About the job
The Scaling team at OpenAI builds and maintains the core infrastructure that supports research efforts. This group focuses on enabling rapid progress toward Artificial General Intelligence by providing the systems and tools researchers rely on every day. Their work covers everything from foundational infrastructure to specialized applications, all designed to handle increasing complexity and scale without sacrificing reliability or ease of use.
Role overview
OpenAI is seeking a Site Reliability Engineer to manage and improve the infrastructure behind its analytics platform. This position centers on supporting production systems that handle data-intensive, low-latency workloads. Key technologies include large-scale ClickHouse clusters, high-throughput Kafka pipelines, and stable integrations with Snowflake. The engineer in this role will turn ambiguous operational challenges into concrete solutions, deliver improvements quickly, and iterate based on real-world feedback.

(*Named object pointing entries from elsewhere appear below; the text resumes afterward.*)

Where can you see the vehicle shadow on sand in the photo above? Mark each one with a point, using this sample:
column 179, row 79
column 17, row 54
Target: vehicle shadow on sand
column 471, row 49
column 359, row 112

Success in this role means independently setting and raising operational standards, working closely with production systems, and collaborating across teams to ensure reliability at scale.
Key responsibilities
- Manage the full lifecycle of infrastructure: provisioning, upgrades, scaling, and decommissioning using Infrastructure as Code (IaC).
- Operate and scale ClickHouse clusters, including sharding, replication, capacity planning, tuning, and maintenance.
- Run Kafka as the primary data ingestion layer, improving throughput, managing lag and backpressure, and ensuring robust failure recovery.
- Improve latency and reliability for workloads involving heavy data serving and querying.
- Develop and maintain monitoring and alerting systems, including SLIs/SLOs, dashboards, alert policies, and actionable runbooks.
- Create and refine incident response protocols, on-call procedures, and postmortem practices.
- Oversee backup, restore, and disaster recovery strategies, including regular drills.
- Plan and execute safe rollouts across development, staging, and production environments, using canary deployments and rollback plans.
- Work daily with software engineers to embed reliability into system design, implementation, and release cycles.
- Set and promote standards for operational readiness and runbooks, encouraging adoption across teams.
- Enhance CI/CD pipelines and improve the developer experience for greater speed and safety.